Ora striscia nel condotto nero. Gocce d’acqua, vapore al rovescio, gli cadono addosso. Scivola sulle pareti innaffiate. Urta una spalla. Ansima. Si rialza. L’aria turbina ed è il rumore dell’antro. Si graffia un po’ le ginocchia, le mani un po’, i gomiti, starnutisce nell’umido, penetra il caldo. Va all’incontrario nel ventre, dall’uscita verso l’ingresso. Ora c’è luce. Qualcosa di luce. Si vede che l’altro capo è vicino. Ma se c’è luce resta anche buio, ossia l’una definisce l’altro e il contrario. Ma è vero che la luce aumenta e il buio cala.
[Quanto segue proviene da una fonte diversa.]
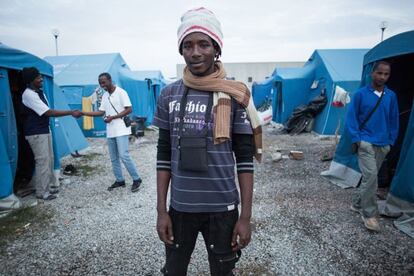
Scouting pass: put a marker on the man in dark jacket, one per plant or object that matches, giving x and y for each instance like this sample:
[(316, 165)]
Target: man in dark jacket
[(372, 134), (203, 119), (37, 132)]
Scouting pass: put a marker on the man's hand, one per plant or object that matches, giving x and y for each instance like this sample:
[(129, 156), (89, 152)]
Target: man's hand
[(108, 119), (77, 113), (241, 234), (164, 228)]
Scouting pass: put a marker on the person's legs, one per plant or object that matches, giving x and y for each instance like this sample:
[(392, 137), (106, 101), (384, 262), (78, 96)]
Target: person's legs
[(53, 181), (367, 189), (122, 144), (380, 154), (40, 147), (217, 235), (114, 155), (185, 230)]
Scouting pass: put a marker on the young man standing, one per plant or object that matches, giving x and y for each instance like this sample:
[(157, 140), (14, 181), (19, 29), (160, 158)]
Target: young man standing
[(115, 105), (372, 121), (203, 119), (37, 131)]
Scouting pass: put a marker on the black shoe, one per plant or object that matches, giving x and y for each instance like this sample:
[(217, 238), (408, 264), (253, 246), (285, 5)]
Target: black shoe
[(49, 197), (116, 184), (135, 185)]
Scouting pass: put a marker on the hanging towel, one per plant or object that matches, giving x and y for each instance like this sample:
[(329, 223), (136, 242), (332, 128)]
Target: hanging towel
[(87, 106)]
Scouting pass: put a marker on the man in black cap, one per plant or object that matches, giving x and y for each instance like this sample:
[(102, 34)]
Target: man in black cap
[(37, 131)]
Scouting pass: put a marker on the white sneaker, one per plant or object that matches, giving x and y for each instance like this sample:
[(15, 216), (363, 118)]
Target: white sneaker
[(371, 223)]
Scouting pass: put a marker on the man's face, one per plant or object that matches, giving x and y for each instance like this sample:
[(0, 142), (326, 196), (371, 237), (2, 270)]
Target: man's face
[(105, 83), (381, 75), (38, 82), (198, 52)]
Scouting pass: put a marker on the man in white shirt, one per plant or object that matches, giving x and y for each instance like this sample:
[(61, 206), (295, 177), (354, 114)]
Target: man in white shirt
[(37, 132), (115, 106)]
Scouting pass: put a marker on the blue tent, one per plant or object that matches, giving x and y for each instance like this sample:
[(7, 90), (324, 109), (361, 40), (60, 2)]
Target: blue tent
[(77, 76), (11, 63), (262, 91), (344, 171), (157, 83), (325, 69)]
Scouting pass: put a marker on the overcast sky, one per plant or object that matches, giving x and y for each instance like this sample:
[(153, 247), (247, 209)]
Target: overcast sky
[(144, 32)]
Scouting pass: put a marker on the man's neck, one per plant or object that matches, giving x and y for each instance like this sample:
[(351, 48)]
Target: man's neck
[(112, 89), (378, 88), (34, 88)]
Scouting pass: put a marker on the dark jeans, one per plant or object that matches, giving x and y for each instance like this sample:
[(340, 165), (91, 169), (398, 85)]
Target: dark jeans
[(217, 230)]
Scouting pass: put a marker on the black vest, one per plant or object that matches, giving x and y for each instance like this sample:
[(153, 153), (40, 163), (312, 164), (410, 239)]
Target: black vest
[(33, 123)]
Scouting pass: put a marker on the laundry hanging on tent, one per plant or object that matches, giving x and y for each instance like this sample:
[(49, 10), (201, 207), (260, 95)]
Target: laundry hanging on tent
[(87, 107), (303, 115), (341, 97)]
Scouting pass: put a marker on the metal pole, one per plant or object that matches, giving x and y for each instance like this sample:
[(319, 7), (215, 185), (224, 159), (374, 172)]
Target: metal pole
[(383, 26), (55, 33), (56, 45)]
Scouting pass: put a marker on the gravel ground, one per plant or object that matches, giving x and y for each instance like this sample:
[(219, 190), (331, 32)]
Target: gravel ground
[(302, 224)]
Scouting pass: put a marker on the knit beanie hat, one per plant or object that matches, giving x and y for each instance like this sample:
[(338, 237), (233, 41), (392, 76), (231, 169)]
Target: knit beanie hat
[(200, 20), (29, 74)]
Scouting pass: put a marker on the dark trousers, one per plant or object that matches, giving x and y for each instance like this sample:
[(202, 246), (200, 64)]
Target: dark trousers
[(217, 230)]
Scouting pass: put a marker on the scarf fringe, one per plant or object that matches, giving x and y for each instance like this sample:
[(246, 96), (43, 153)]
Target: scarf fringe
[(223, 91)]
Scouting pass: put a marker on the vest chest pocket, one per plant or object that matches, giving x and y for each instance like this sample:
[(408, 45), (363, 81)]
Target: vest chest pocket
[(193, 153)]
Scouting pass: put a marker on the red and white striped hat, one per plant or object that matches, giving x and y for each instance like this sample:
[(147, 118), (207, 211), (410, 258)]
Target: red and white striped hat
[(200, 20)]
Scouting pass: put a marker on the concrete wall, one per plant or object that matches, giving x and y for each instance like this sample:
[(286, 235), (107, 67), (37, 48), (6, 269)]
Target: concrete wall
[(249, 72)]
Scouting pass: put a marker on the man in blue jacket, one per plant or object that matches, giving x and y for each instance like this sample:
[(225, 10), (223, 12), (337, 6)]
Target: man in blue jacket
[(372, 138)]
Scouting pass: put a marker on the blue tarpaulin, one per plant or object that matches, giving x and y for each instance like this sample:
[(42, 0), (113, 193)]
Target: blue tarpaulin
[(78, 78), (344, 171), (13, 59), (328, 69)]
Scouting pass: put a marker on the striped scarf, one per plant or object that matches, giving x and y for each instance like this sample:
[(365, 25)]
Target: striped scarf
[(223, 91)]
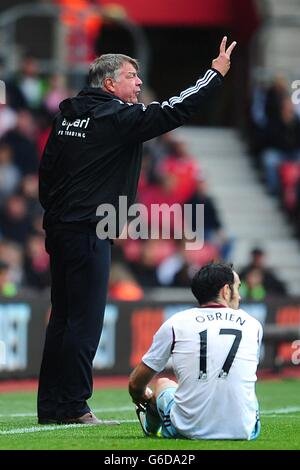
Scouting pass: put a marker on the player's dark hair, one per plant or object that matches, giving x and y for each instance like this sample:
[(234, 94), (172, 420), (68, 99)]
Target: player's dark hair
[(209, 280)]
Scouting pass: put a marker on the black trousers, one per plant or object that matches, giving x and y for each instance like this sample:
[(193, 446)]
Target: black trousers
[(80, 264)]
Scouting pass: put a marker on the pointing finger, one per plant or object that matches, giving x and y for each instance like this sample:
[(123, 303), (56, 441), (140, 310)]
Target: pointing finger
[(223, 44), (231, 47)]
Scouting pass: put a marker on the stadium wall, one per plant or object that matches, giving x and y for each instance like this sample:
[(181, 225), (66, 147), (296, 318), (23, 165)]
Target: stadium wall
[(128, 331)]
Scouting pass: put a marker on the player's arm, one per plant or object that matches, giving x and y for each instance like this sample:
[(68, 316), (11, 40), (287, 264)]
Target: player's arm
[(141, 123)]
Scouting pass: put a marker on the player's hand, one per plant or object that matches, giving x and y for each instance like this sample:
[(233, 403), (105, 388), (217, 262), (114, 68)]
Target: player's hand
[(141, 398), (222, 62)]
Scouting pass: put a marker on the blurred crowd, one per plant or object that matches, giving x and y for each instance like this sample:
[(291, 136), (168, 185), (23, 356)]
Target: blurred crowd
[(275, 142)]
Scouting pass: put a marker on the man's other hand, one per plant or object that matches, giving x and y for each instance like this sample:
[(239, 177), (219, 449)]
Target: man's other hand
[(222, 62)]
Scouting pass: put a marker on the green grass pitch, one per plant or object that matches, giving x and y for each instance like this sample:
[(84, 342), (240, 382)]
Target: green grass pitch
[(280, 416)]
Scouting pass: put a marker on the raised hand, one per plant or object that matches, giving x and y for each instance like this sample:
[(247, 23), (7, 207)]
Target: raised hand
[(222, 62)]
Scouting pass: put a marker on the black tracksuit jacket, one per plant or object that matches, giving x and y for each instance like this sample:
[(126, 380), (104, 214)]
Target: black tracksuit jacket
[(93, 154)]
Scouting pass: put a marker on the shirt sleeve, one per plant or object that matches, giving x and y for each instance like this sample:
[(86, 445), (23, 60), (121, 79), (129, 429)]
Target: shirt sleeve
[(138, 123), (259, 340), (159, 353)]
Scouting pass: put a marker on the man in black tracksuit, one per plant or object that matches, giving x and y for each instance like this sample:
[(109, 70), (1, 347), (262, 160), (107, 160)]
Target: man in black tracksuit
[(92, 157)]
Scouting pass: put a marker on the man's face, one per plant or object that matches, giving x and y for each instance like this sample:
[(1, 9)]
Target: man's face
[(234, 300), (127, 85)]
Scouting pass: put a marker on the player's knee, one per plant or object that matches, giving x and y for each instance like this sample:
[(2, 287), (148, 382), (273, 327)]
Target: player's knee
[(162, 384)]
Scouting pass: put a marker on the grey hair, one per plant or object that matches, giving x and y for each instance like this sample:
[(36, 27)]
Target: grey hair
[(108, 66)]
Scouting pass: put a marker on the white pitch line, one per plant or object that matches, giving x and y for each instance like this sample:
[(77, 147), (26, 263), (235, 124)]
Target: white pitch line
[(97, 410), (281, 411), (55, 427)]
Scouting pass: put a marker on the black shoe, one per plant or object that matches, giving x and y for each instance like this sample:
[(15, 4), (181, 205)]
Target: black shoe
[(87, 418), (47, 420)]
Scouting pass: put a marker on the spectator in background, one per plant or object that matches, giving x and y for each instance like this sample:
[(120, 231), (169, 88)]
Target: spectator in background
[(282, 143), (7, 288), (31, 85), (22, 141), (57, 92), (213, 230), (15, 222), (12, 254), (252, 286), (9, 173), (267, 279)]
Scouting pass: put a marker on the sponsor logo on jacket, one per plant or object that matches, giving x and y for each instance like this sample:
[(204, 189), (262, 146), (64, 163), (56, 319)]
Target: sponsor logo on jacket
[(78, 124)]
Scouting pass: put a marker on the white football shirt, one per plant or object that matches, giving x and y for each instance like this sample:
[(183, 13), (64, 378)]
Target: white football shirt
[(215, 353)]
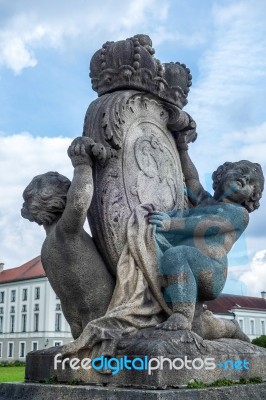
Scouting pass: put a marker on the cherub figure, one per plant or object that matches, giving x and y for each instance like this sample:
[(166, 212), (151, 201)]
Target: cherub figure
[(69, 256), (195, 267)]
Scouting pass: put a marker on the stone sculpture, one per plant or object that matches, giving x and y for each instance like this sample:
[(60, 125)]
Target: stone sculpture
[(134, 179)]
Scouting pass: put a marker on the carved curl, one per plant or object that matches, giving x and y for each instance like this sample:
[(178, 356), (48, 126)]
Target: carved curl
[(45, 198), (240, 169)]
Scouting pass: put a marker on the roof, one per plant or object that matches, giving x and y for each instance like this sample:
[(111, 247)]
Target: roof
[(225, 302), (30, 270)]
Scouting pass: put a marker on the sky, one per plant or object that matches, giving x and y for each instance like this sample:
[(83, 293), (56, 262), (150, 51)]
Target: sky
[(45, 49)]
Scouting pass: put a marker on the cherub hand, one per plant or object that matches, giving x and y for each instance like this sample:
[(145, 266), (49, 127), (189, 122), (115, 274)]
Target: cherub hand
[(79, 151), (187, 135), (161, 220)]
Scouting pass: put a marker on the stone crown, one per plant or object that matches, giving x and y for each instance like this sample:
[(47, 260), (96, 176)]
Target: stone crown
[(130, 64)]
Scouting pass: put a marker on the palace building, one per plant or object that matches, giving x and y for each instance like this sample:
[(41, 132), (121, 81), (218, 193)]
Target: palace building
[(31, 317), (30, 313)]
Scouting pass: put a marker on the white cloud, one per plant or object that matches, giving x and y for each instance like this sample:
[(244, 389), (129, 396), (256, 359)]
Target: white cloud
[(232, 74), (21, 157), (255, 278), (51, 25)]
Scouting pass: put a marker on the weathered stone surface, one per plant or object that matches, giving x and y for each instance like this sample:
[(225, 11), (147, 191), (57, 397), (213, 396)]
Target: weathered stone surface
[(40, 364), (157, 234), (31, 391)]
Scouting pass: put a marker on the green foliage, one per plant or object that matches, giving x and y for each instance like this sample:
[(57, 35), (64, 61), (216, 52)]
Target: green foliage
[(223, 382), (53, 380), (15, 363), (74, 382), (15, 374), (256, 379), (194, 384), (260, 341)]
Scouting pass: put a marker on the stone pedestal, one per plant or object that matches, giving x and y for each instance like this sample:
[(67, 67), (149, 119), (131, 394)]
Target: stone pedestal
[(33, 391), (179, 357)]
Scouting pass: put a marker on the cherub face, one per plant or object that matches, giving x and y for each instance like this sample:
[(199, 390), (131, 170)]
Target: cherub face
[(240, 185)]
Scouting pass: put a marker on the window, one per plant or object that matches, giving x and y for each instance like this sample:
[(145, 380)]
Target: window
[(2, 297), (262, 327), (10, 348), (24, 294), (252, 325), (22, 347), (12, 323), (13, 295), (36, 322), (23, 323), (36, 293), (34, 346), (57, 322)]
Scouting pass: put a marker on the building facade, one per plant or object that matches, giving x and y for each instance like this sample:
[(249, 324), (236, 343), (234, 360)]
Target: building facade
[(30, 312), (250, 312), (31, 317)]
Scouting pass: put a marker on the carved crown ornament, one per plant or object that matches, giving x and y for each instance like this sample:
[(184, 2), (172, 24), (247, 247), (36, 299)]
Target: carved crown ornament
[(130, 64)]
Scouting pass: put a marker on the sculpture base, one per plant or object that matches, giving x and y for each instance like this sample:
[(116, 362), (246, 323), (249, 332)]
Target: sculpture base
[(33, 391), (188, 357)]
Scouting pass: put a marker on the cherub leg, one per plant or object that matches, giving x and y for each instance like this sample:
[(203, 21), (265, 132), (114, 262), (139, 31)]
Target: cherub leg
[(181, 290)]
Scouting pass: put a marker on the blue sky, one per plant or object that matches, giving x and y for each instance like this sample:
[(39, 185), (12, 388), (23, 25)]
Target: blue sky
[(45, 49)]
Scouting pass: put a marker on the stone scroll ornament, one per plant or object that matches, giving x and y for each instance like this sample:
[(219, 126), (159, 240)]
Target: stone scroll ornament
[(147, 210)]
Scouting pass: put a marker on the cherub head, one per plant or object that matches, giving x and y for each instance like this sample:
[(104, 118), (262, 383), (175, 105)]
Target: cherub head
[(240, 182), (45, 198)]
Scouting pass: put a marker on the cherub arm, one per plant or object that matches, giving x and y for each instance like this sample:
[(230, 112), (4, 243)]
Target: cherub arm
[(227, 219), (196, 193), (80, 193)]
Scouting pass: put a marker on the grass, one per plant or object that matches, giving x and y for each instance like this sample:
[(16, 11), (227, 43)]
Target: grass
[(194, 384), (12, 374)]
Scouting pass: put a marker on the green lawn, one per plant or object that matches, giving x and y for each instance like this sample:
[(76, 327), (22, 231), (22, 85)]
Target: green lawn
[(12, 374)]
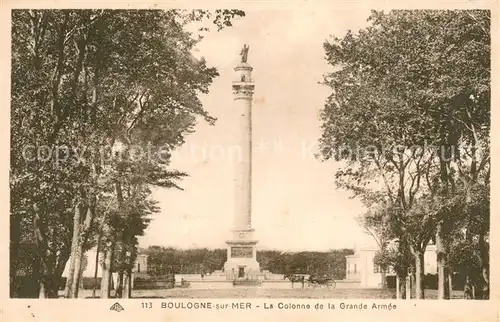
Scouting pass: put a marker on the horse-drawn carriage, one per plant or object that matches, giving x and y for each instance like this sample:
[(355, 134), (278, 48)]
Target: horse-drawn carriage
[(312, 281), (324, 280)]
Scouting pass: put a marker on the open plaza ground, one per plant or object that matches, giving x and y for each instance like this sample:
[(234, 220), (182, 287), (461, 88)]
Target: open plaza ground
[(271, 293)]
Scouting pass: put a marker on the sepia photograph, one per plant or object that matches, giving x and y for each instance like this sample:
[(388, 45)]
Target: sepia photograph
[(250, 154)]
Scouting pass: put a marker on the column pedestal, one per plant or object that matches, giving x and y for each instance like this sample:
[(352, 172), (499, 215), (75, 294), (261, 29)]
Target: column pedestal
[(242, 256)]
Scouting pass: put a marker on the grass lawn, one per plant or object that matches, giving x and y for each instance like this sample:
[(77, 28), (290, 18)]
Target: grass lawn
[(257, 292)]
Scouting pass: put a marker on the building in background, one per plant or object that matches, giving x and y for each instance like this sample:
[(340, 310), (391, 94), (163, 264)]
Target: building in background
[(362, 271)]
Non è lunga, la tubatura. È già finita. Felix è al cospetto di una grata di resina. Posa l’occhio sulle feritoie. C’è un bagliore e ancora luce, ormai la sorgente, in uno spazio bianco, pulito, attorniato da scaffali bianchi colmi di merce che Felix, lontano, non riconosce. Ma dev’essere cibo. Ma dev’essere un forum. Dei normoarto. È la strategia. I magazzini del cibo allignano nei distretti della desolazione, antifecondano pericoli, assalti, proteggono il cibo sui nastri automatici ← robot smistano gli ordini verso i funghi, verso le orchidee; i porci non frequentano i forum, ai porci la pancarnis non interessa, i forum sono vietati ai porci ma Felix, disordinato dalle coincidenze, imbrogliato da enigmi, disanimato dagli accidenti, convinto di essere un naufrago vuole verificare, vuole sapere e decide di entrare e stacca la grata (alla rete della città la grata comunica che Felix sta entrando), volge il corpo, afferra il muro, cala le zampe, le poggia sullo scaffale più alto, poi sul penultimo, poi sul terzultimo intanto aggrappandosi all’ultimo, insomma viene giù finché atterra e subito corre a nascondersi in un angolo, così che i robot non lo vedano.
Nella corsia dei viveri. È tutto bianco. Anche le confezioni. È una gondola lunga, bianca, colma di ripiani carichi di merce impacchettata nel bianco. Felix poggia le spalle su una scaffalatura. Ha fame, ma non sa che mangiare. Non vede l’erba e le ghiande fra la mercanzia, tra le scorte di viveri, bevande, piatti pronti, biscotti, etichette, il marzapane, il leccume, le pappe e tutto il bendidio, cibo in scatola, in polvere, imbustinato, surgelato, precotto, macrobiotico, le vitamine, le proteine. Ma non vede l’erba e le ghiande. Suppone l’assortimento di pseudocarni, pseudopesci e molluschi → simulacri per il desiderio polifagico, normoarto di ingurgitare creature che volassero, pascolassero, nuotassero. Immagina il ristucco, la sazietà, la nausea e gli manca il fiato. Ha fame. Ma non vede l’erba e le ghiande. Anche il più innocuo dei pani potrebbe essere intruglio. Meglio astenersi.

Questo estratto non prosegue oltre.